Many efficient approximate self-attention techniques have become prevalent since the inception of the transformer architecture. Two popular classes of these techniques are low-rank and kernel methods. Each of these methods has its own strengths. We observe these strengths synergistically complement each other and exploit these synergies to fuse low-rank and kernel methods, producing a new class of transformers: FLuRKA (Fast Low-Rank and Kernel Attention). FLuRKA provide sizable performance gains over these approximate techniques and are of high quality.
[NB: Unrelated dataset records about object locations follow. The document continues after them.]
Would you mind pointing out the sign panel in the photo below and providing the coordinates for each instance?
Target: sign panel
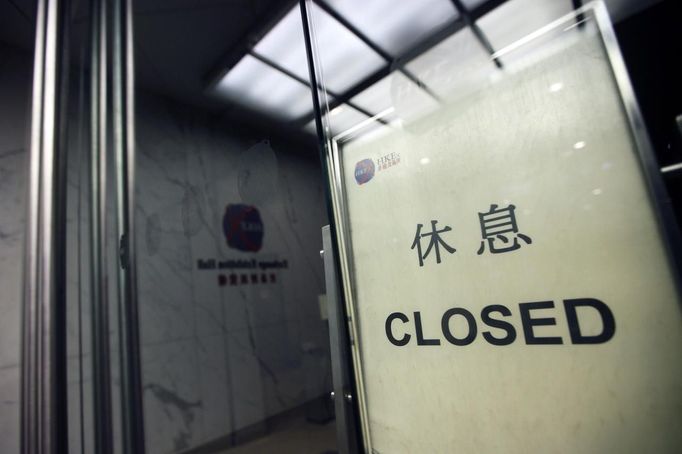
(512, 291)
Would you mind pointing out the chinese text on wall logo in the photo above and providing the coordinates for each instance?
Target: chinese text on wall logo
(243, 227)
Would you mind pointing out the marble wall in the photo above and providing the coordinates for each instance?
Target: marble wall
(15, 79)
(217, 358)
(220, 358)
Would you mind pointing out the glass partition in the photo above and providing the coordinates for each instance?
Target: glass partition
(509, 266)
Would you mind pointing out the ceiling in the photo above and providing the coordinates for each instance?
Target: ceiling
(181, 45)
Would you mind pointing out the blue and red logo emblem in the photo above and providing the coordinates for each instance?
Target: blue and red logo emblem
(243, 227)
(364, 171)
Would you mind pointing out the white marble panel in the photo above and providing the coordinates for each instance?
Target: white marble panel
(173, 400)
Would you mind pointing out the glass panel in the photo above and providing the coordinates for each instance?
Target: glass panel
(234, 341)
(396, 29)
(16, 63)
(497, 247)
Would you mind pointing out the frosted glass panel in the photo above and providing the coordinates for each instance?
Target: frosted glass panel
(517, 18)
(510, 287)
(455, 67)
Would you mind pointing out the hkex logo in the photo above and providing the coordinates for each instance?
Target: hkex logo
(243, 227)
(364, 171)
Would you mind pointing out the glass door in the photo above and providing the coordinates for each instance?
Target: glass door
(508, 262)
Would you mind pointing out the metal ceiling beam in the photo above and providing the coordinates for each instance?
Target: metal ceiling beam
(418, 49)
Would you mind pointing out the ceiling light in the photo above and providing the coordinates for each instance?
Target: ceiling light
(344, 58)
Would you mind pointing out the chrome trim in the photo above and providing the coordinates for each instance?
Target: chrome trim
(660, 199)
(671, 168)
(124, 152)
(39, 422)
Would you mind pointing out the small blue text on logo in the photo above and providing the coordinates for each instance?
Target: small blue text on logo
(364, 171)
(243, 227)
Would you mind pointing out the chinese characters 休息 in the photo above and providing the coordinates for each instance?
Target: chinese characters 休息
(498, 225)
(435, 241)
(499, 232)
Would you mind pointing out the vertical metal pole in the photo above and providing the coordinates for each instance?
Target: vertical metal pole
(124, 150)
(100, 310)
(322, 143)
(40, 363)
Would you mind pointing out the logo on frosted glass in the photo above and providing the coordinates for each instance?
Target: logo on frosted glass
(243, 227)
(364, 171)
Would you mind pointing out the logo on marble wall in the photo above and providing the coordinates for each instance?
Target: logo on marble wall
(243, 227)
(364, 171)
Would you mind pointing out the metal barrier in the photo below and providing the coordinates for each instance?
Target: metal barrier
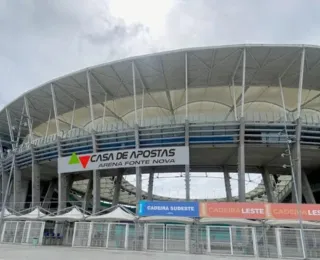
(262, 241)
(23, 232)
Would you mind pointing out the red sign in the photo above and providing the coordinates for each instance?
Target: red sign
(232, 210)
(291, 211)
(260, 210)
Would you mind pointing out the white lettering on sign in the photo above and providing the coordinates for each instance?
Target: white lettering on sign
(163, 156)
(171, 208)
(314, 212)
(252, 211)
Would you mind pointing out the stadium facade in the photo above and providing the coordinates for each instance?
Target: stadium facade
(244, 109)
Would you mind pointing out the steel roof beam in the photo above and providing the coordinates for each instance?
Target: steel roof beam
(103, 88)
(167, 89)
(122, 83)
(145, 86)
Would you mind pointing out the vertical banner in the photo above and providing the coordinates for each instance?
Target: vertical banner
(169, 208)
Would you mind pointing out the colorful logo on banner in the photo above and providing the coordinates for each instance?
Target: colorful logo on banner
(163, 156)
(83, 159)
(169, 208)
(260, 211)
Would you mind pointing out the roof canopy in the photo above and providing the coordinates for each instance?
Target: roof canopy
(117, 214)
(6, 213)
(35, 214)
(214, 80)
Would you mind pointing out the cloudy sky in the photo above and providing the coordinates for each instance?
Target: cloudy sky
(43, 39)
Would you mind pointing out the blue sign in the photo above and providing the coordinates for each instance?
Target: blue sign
(169, 208)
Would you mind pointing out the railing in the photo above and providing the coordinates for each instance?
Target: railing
(181, 238)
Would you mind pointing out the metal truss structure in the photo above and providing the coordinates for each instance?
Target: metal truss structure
(226, 103)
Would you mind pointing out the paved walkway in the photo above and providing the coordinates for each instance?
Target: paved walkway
(19, 252)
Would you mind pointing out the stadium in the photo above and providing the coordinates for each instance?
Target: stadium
(89, 139)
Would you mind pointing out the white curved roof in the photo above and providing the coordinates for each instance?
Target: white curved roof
(214, 79)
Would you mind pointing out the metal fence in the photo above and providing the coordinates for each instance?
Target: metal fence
(261, 241)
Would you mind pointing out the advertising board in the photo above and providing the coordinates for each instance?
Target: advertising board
(276, 211)
(169, 208)
(161, 156)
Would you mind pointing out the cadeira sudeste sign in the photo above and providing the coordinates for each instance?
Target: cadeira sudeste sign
(274, 211)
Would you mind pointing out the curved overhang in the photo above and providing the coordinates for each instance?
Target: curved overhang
(214, 81)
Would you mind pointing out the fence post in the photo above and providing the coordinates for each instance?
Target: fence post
(187, 238)
(126, 237)
(108, 236)
(145, 237)
(90, 234)
(254, 241)
(231, 240)
(278, 241)
(208, 239)
(74, 233)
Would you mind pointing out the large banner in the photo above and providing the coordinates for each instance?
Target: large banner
(161, 156)
(260, 210)
(169, 208)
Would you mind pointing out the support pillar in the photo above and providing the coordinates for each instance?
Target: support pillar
(138, 171)
(150, 186)
(268, 185)
(96, 191)
(48, 197)
(62, 192)
(4, 183)
(306, 189)
(88, 195)
(227, 183)
(187, 167)
(296, 164)
(17, 189)
(241, 163)
(117, 189)
(35, 184)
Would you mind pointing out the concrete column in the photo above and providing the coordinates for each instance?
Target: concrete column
(17, 188)
(4, 183)
(48, 197)
(35, 184)
(227, 183)
(150, 186)
(241, 163)
(96, 191)
(117, 189)
(138, 171)
(296, 161)
(62, 191)
(88, 195)
(187, 167)
(268, 185)
(306, 189)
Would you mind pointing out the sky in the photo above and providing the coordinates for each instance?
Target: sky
(42, 39)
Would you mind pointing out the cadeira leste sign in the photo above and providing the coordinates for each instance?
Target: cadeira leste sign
(124, 159)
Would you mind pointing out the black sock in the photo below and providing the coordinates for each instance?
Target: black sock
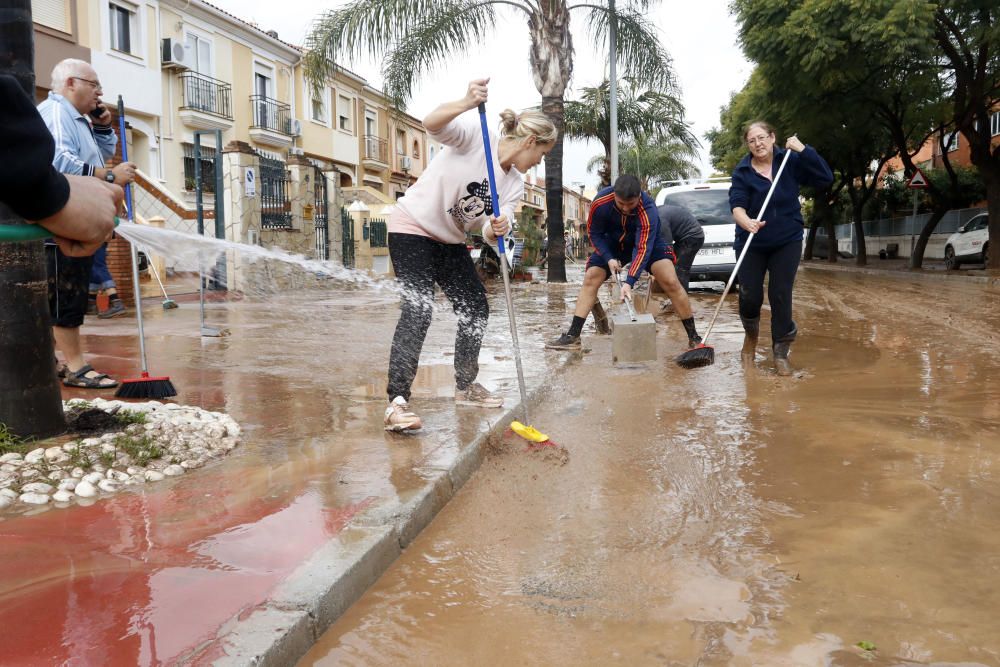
(689, 327)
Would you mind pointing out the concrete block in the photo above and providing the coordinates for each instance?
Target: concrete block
(633, 342)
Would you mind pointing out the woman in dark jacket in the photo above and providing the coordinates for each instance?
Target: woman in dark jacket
(777, 243)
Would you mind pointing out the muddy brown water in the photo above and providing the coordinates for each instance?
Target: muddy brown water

We theoretically and empirically evaluate both the runtime performance and quality of FLuRKA. Our runtime analysis posits a variety of parameter configurations where FLuRKA exhibit speedups and our accuracy analysis bounds the error of FLuRKA with respect to full-attention. We instantiate three FLuRKA variants which experience empirical speedups of up to 3.3x and 1.7x over low-rank and kernel methods respectively. This translates to speedups of up to 30x over models with full-attention. With respect to model quality, FLuRKA can match the accuracy of low-rank and kernel methods on GLUE after pre-training on wiki-text 103. When pre-training on a fixed time budget, FLuRKA yield better perplexity scores than models with full-attention.
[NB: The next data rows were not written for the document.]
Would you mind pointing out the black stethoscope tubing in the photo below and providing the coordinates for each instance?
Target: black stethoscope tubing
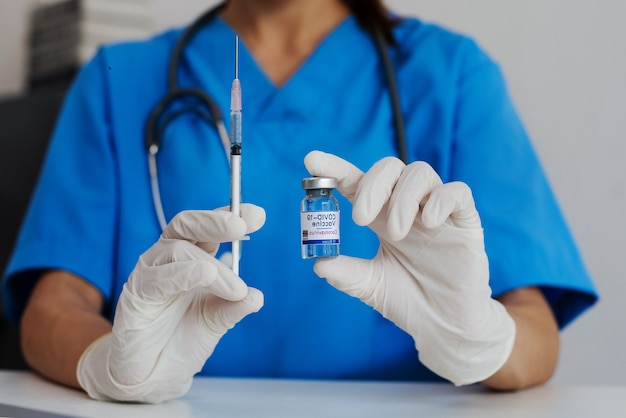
(209, 111)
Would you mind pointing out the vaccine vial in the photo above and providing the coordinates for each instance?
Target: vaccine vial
(319, 218)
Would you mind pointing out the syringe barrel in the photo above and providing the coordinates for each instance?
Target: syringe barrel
(235, 129)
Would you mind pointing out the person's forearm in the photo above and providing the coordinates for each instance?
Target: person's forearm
(61, 319)
(535, 353)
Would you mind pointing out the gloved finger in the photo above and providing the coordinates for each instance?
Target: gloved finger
(417, 181)
(254, 217)
(452, 200)
(180, 266)
(221, 315)
(207, 226)
(354, 276)
(375, 189)
(322, 164)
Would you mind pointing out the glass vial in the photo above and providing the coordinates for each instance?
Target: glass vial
(319, 218)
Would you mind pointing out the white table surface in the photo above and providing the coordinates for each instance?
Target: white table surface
(219, 397)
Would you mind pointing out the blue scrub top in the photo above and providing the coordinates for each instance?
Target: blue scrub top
(92, 211)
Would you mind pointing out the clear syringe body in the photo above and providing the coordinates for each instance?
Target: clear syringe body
(235, 115)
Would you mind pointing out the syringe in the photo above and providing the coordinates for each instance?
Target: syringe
(235, 153)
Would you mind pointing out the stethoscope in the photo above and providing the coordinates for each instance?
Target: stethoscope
(201, 104)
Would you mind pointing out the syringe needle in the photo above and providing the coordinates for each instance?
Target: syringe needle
(235, 153)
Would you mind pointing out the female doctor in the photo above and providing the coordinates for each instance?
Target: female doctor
(427, 288)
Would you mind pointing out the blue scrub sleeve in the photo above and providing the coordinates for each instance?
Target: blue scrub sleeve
(526, 236)
(70, 223)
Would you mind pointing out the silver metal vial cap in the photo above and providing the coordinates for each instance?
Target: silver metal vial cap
(319, 183)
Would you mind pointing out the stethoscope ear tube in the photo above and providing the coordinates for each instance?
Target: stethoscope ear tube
(159, 119)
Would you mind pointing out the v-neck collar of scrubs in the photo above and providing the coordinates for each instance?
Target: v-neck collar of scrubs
(324, 71)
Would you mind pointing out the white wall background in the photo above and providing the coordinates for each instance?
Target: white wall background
(565, 62)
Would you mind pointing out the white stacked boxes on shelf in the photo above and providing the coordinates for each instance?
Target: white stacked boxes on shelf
(66, 33)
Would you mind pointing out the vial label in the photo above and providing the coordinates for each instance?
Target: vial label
(320, 234)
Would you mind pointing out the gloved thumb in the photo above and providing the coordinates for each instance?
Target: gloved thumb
(354, 276)
(221, 315)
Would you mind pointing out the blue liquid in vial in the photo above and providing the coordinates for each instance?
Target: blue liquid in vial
(320, 224)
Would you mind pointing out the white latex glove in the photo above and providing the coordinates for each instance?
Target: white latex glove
(177, 303)
(430, 276)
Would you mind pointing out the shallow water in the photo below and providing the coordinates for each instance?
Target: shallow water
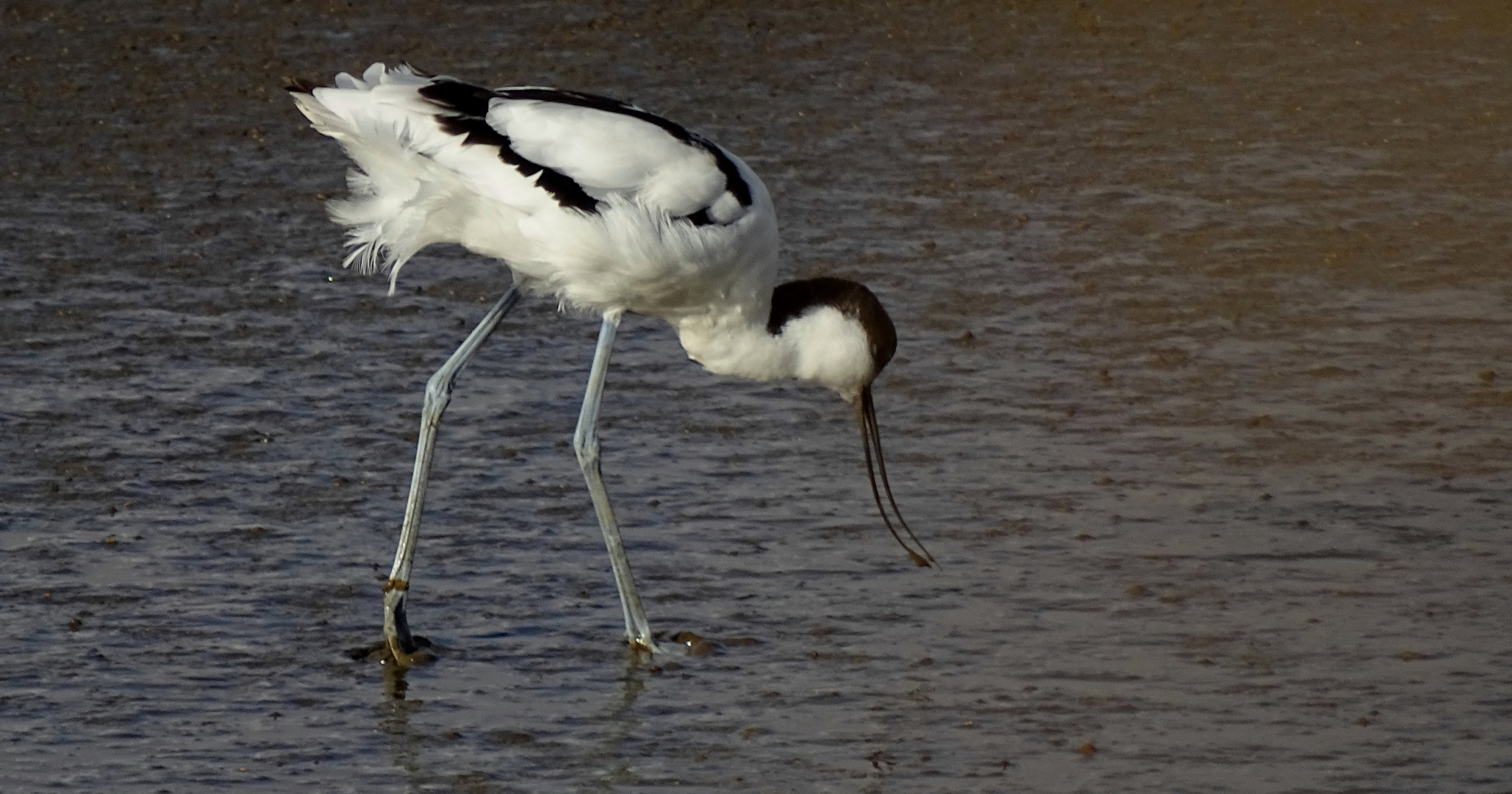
(1203, 398)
翻译：自Transformer架构诞生以来，许多高效的近似自注意力技术已广泛应用。其中两类主流技术是低秩方法和核方法。这两种方法各有优势。我们观察到这些优势具有协同互补性，并利用这种协同作用将低秩方法与核方法相融合，从而产生了一类新的Transformer——FLuRKA（快速低秩与核注意力）。FLuRKA相比这些近似技术实现了显著的性能提升，同时保持高质量。我们从理论和实证两方面评估了FLuRKA的运行时性能和质量。运行时间分析给出了FLuRKA能够实现加速的多种参数配置，而精度分析则界定了FLuRKA相对于全注意力的误差。我们实例化了三种FLuRKA变体，在实际运行中，相较于低秩方法和核方法分别实现了最高3.3倍和1.7倍的加速，这对应着相较于全注意力模型最高30倍的加速。在模型质量方面，FLuRKA在wiki-text 103上预训练后，能够在GLUE基准上匹配低秩方法和核方法的准确率。当在固定时间预算下进行预训练时，FLuRKA相比全注意力模型获得了更好的困惑度分数。